No acórdão facultado à agência Lusa pelo defensor do arguido, Carlos Paisana, na avaliação feita pelo Tribunal da Relação, a decisão do tribunal de primeira instância da Comarca da Madeira "padece de vício de contradição insanável da fundamentação, além de outras patologias".
Por isso, ordena "o reenvio dos presentes autos para novo julgamento relativamente à totalidade do processo".
O documento, assinado pelas juízas desembargadoras Filipa Costa Lourenço e Cristina Santana, determina que esta audiência deve ser realizada "por outros juízes que não tenham integrado o tribunal coletivo que fez o julgamento, elaborou e assinou o acórdão recorrido".
Em 26 de setembro de 2017, no tribunal da Comarca da Madeira, o coletivo presidido por Teresa Miranda, coadjuvada por Elsa Serrão e Filipe Câmara, começaram a julgar António Manuel Góis, antigo funcionário da Conservatória do Registo Comercial e Automóvel do Funchal - e que foi presidente da Câmara da Ponta do Sol, na zona oeste da ilha da Madeira - acusado de desviar cerca de dois milhões euros.
Em 30 de abril de 2018, o coletivo da instância central do Funchal acabou por condenar o arguido, em cúmulo jurídico, a uma pena de sete anos e seis meses pela prática do crime de peculato (seis anos) e falsificação de documento (três anos).

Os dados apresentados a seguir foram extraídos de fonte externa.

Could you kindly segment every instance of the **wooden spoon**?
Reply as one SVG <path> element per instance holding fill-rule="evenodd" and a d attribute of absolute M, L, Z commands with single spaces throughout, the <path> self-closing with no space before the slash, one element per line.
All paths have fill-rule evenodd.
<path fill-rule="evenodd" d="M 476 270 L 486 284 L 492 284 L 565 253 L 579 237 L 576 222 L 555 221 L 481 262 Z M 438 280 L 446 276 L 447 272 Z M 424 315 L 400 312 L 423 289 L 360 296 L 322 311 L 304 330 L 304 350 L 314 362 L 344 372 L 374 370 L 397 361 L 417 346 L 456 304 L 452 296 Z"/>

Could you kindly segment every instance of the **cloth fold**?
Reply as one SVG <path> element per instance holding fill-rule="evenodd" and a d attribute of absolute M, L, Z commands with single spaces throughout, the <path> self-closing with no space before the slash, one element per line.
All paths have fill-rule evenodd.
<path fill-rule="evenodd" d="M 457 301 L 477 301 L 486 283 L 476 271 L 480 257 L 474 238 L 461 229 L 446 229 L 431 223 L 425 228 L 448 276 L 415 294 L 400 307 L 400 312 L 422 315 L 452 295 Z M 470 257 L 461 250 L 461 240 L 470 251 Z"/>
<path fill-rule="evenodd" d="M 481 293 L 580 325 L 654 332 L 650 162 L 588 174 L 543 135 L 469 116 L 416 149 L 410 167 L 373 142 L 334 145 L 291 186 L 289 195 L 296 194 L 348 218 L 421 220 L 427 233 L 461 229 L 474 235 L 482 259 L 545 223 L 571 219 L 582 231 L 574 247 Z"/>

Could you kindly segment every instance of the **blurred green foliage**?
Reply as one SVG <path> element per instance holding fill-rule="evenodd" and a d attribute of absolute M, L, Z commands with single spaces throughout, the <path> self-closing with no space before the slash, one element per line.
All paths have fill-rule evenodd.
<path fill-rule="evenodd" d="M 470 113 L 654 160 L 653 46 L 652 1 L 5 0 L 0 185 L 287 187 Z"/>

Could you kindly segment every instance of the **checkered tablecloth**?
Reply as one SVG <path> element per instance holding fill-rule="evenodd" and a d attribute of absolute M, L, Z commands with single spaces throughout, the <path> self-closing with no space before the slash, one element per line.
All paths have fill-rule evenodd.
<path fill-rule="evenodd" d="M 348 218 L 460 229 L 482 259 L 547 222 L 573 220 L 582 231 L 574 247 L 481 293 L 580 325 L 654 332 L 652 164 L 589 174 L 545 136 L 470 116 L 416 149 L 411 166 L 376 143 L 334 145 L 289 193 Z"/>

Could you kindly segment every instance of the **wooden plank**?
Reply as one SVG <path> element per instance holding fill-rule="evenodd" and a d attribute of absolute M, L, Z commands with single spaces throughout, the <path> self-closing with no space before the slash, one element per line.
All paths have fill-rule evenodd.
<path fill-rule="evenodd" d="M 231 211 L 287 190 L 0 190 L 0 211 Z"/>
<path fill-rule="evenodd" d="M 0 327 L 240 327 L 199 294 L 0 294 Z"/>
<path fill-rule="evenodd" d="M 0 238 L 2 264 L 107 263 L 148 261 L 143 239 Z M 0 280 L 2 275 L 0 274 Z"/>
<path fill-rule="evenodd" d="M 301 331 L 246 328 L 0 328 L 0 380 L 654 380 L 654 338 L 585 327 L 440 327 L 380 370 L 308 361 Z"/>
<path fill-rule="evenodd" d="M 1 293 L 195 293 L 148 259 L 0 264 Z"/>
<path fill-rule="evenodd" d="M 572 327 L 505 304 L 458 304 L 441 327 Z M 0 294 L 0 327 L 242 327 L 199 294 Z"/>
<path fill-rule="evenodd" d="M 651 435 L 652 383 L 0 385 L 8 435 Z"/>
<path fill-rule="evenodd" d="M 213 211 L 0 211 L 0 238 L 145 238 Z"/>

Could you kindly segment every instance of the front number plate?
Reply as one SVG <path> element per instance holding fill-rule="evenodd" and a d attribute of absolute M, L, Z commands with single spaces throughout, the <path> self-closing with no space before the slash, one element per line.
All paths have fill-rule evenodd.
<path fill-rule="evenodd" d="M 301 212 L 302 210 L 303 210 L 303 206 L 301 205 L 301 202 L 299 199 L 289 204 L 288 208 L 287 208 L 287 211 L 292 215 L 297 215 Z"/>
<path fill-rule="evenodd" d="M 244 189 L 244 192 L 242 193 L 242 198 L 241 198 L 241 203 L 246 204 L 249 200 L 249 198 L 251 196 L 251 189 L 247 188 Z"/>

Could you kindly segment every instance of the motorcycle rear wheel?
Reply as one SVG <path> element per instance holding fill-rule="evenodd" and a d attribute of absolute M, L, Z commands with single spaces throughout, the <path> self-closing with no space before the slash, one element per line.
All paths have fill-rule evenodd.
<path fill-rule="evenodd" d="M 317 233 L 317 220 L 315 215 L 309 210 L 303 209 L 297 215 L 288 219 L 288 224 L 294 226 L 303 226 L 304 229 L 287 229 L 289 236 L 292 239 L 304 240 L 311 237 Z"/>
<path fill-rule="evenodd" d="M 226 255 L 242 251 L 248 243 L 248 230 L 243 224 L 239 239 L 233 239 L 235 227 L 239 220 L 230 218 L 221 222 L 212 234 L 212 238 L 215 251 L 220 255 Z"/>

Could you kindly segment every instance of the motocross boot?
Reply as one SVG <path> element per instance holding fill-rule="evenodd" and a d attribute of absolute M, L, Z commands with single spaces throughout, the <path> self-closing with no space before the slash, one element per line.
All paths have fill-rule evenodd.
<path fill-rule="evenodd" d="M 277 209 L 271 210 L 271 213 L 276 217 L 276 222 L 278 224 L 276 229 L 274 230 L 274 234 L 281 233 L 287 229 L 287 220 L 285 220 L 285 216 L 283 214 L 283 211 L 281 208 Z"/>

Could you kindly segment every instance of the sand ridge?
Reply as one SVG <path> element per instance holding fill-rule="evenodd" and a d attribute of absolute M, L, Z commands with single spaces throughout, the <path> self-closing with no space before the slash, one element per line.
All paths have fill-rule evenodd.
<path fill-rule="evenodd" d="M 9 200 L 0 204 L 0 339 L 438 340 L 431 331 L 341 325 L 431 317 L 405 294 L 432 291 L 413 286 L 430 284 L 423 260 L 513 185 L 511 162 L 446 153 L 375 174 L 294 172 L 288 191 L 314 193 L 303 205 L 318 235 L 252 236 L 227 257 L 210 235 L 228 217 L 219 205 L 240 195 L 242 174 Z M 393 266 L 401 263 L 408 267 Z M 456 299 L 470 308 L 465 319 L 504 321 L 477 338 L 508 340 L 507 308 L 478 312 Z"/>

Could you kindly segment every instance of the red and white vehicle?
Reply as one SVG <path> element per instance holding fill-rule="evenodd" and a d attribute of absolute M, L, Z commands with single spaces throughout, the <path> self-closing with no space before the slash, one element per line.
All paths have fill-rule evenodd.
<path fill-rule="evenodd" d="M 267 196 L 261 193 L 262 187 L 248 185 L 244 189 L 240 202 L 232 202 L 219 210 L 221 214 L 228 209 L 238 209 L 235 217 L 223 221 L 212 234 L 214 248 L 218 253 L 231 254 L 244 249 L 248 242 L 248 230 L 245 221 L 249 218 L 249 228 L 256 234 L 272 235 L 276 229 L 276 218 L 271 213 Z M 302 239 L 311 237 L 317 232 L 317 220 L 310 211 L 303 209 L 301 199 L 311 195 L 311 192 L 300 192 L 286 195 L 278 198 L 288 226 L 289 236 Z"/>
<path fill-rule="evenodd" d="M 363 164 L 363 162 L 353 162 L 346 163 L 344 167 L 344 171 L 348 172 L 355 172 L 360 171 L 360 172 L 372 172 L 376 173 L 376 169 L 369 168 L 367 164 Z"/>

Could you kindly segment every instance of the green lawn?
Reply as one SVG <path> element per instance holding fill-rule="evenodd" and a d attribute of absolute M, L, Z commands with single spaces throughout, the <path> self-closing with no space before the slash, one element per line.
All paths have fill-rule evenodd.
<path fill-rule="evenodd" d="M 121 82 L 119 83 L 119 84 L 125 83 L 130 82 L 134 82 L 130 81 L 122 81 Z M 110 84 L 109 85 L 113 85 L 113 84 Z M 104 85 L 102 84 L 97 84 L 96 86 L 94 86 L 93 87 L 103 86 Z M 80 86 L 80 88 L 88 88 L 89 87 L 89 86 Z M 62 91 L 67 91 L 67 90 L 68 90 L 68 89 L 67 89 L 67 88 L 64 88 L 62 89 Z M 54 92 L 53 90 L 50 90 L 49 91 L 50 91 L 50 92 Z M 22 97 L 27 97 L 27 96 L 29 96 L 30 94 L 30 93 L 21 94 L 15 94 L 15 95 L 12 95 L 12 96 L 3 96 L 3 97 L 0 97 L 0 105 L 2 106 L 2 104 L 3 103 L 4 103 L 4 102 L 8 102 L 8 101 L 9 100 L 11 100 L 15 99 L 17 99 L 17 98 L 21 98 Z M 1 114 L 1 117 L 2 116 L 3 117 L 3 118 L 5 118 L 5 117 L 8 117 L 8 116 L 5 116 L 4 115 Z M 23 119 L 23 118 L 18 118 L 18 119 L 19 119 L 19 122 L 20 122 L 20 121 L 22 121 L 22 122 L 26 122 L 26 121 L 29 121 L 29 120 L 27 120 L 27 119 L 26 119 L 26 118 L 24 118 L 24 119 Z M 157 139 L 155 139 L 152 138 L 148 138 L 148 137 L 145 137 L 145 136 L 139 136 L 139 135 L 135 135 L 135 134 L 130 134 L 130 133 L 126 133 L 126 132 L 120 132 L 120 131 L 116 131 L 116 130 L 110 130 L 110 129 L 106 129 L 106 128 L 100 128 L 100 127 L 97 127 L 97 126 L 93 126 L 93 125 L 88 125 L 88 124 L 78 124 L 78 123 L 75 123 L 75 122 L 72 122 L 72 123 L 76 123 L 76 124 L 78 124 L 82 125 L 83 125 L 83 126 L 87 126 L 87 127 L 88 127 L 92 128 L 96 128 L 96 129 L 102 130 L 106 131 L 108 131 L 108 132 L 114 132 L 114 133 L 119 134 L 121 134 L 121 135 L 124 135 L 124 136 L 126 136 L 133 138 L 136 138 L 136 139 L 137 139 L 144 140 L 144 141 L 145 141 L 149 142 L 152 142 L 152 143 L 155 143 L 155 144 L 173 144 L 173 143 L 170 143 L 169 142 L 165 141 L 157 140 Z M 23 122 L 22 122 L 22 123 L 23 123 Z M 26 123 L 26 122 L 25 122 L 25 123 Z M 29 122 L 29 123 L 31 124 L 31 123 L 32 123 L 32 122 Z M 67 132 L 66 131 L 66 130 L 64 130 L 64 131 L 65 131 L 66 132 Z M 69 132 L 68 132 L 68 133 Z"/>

A sua mãe, também arguida neste processo, respondeu pelos mesmos crimes, mas foi absolvida, uma sentença que já transitou em julgado.
O arguido foi ainda condenado a pagar dois milhões de euros, sendo mais de 1,2 ME à Região Autónoma da Madeira e 753 mil ao Estado português.
Os defensores Arnaldo Matos -- entretanto falecido - e Carlos Paisana decidiram recorrer da decisão para a Relação.
As juízas desembargadoras acabaram por fazer vários reparos à decisão, entre as quais "o vício de contradição insanável da fundamentação ou entre a fundamentação e a decisão", evidenciando "posições antagónicas e inconciliáveis", nomeadamente "sobre factos dados como provados os quais, sendo de sentido contrário, se anulam mutuamente".
"Dá como provado 'os dois lados da moeda', o existir e o não existir dos mesmos factos", sublinham.
Exemplifica com o dado relacionado com o facto de que o arguido ser dado como "o único na repartição em causa", que tinha "a responsabilidade exclusiva da escrituração de todos os valores da contabilidade da conservatória, para depois admitir, entre outros aspetos, que o livro dos emolumentos "era escriturado por todos os funcionários", que também "recebiam dos utentes os preparos e créditos".
Por isso, o Tribunal da Relação de Lisboa aponta que o acórdão da primeira instância "é detentor de uma contradição insanável de fundamentação".
"O acórdão recorrido é detentor de várias outras patologias" e evidencia "uma alteração substancial dos factos descritos na pronúncia", acabando por condenar o arguido "tendo por base novos factos", uma situação que "conduz, impreterivelmente, à nulidade" de algumas peças processuais, lê-se na decisão.
Menciona ainda o facto de o tribunal "estar a condenar o arguido por outro crime", porque este estava acusado de um crime de branqueamento, que foi alterado, "pelo que a decisão proferida pelo tribunal é nula, neste conspecto, devendo considerar-se como não produzindo quaisquer efeitos".